Skidding is a failure to carve.
Good question Jamt. Typically tipping and skidding are covered by one fundamental referred to as edging. Edging deserves a spot in the list of core fundamentals because it represents the footwork that needs to be facilitated to control the edges. If you think about it, it is impossible to manage skis without both tipping and skidding. While a skier may be able to ski an easy run with 100% edge locked turns, that would not be true on the majority of terrain and not at all in any race course short of an easy Nastar course. However, I now prefer to define edging in two categories because tipping has somewhat separated itself from skidding with modern shaped skis. I am a tipping centric skier who only skids to create friction for speed control and for no other reason. Whether my edging is controlled by tipping, skidding or a blend, they are movements executed by the feet and ankles. All the other fundamentals are focussed on movements of the body and we need at least one (two for me) that include the feet. Technically, we could include skidding, a rotary motion, in the rotary category and tipping, a lateral motion, in the angulation category but, again, especially today, using our feet to ski is a fundamental that cannot be ignored. Also, these two edging fundamentals bring the ski into our anatomical fundamental movements as they should because the ski is a critical extension of our anatomy and the only one where the rubber meets the road and where the forces we seek are exchanged between the ground and skier.
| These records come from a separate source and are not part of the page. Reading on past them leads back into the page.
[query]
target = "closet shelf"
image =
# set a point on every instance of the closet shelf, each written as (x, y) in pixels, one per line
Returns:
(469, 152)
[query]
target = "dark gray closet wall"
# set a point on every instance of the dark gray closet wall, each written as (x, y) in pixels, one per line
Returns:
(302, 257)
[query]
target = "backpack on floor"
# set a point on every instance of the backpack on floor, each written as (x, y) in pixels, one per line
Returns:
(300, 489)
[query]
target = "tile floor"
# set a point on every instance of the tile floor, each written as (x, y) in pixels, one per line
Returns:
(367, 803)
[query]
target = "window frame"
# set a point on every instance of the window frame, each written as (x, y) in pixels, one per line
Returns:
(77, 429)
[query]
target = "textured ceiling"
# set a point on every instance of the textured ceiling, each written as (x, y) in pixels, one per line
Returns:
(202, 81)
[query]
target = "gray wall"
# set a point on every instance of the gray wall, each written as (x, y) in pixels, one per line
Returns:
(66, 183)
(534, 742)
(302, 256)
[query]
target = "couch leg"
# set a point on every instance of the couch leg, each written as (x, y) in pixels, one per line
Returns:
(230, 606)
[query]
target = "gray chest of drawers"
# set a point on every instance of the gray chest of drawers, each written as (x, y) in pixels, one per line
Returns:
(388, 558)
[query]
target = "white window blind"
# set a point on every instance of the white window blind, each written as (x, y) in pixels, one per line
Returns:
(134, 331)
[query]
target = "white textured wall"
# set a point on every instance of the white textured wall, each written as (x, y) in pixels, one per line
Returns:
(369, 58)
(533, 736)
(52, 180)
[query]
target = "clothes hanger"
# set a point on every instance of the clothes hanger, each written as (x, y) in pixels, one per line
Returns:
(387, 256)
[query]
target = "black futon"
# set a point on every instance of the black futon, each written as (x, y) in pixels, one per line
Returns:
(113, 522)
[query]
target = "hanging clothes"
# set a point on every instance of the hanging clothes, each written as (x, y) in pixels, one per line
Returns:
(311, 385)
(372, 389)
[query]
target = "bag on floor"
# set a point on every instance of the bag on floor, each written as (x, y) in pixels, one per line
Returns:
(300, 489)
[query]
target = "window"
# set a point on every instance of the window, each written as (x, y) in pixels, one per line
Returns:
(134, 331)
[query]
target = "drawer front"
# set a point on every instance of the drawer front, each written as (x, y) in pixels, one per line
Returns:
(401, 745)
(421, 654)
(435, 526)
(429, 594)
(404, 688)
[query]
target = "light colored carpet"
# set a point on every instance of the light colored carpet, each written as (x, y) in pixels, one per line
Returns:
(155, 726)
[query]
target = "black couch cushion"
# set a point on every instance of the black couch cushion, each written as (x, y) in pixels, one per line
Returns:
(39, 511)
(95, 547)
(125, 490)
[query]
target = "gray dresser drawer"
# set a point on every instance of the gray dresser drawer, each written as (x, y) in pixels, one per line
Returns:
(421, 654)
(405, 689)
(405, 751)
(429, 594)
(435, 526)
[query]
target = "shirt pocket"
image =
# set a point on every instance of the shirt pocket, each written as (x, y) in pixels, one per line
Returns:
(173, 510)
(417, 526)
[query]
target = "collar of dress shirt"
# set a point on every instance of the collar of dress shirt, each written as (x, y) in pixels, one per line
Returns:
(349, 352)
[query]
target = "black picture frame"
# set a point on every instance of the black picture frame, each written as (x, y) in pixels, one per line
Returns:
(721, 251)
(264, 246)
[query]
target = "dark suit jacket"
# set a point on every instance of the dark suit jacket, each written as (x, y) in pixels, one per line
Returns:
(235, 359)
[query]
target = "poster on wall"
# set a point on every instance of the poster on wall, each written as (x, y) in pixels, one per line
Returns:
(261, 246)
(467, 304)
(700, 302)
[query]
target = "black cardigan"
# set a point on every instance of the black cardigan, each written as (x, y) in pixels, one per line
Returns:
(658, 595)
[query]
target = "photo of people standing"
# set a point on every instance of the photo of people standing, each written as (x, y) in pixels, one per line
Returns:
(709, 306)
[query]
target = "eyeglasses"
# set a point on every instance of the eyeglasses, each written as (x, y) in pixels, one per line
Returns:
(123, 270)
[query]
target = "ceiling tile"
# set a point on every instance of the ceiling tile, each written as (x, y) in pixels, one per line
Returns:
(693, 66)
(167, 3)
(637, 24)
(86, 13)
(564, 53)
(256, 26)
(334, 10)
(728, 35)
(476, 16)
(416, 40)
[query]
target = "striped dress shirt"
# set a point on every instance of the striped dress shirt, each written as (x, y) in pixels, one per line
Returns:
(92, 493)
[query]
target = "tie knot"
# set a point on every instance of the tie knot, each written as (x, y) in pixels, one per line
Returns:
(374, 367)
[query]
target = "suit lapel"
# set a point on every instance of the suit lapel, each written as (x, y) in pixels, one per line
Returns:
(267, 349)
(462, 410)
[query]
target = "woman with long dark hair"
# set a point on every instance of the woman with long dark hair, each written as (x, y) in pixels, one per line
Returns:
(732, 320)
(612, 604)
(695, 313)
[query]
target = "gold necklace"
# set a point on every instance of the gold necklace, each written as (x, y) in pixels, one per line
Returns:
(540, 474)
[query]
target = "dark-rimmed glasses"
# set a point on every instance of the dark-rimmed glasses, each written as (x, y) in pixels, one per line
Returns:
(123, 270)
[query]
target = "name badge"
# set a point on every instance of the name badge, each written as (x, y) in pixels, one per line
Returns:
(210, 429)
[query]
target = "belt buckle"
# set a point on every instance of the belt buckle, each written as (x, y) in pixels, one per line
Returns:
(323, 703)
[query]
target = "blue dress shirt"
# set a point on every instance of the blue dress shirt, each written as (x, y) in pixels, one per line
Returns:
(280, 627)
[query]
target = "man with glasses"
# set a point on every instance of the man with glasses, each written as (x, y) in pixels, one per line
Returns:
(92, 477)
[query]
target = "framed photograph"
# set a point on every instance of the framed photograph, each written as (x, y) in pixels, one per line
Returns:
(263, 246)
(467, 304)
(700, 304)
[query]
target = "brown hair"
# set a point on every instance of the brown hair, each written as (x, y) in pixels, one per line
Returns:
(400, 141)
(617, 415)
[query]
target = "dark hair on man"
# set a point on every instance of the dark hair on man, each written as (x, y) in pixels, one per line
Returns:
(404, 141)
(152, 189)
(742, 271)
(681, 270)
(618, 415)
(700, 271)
Now, as a tipping centric skier, my personal list of core fundamentals do not even include the body, They are what we do with the ski as if it is our foot. I refer to them as “clean skis fundamentals”:
1. Tipping - always tipped equal and tipped at a constant rate
2. Left/right pressure control - always outside dominant but always shared for equal bending
3. Fore/aft pressure control - always migrating from tip to tail
4. Relative ski position - always parallel and no or little tip lead
In order to obey these fundamentals, whatever my body does to achieve these results correctly, for the most part, is going to be correct by default. It gives the body freedom to find its own, somewhat skeletally kinetic predetermined path of movement, without cognitive intervention. I believe that many adult advanced intermediate skiers plateau because all the complex anatomical directives become too complicated. I can read it in their words and see it in their movements. As they continue receiving complex anatomical directives from instruction, (many of which never lead to fruition or are sustained in fruition and yet continue to pile up in the back of their minds), that plateau digs itself in for the long haul. We can observe a skier and determine which movements are compensatory and how much DIRT is applied to them to determine how plateaued a skier actually is. The more stubborn the plateau, the more we have to disrupt that person’s frame of reference on technique to make real and lasting corrections. Before that can be done, usually some type of critical change in the thinking of the skier will need to occur. Humans are creatures of habit which does not bode well in the long journey of ski development. If you have been stuck in the advanced intermediate rut, are frustrated with pretzeling your body in every which way and are willing to do whatever you can to get past it, try turning everything upside down and look to the ski. Primates are better tool users than they are performance artists.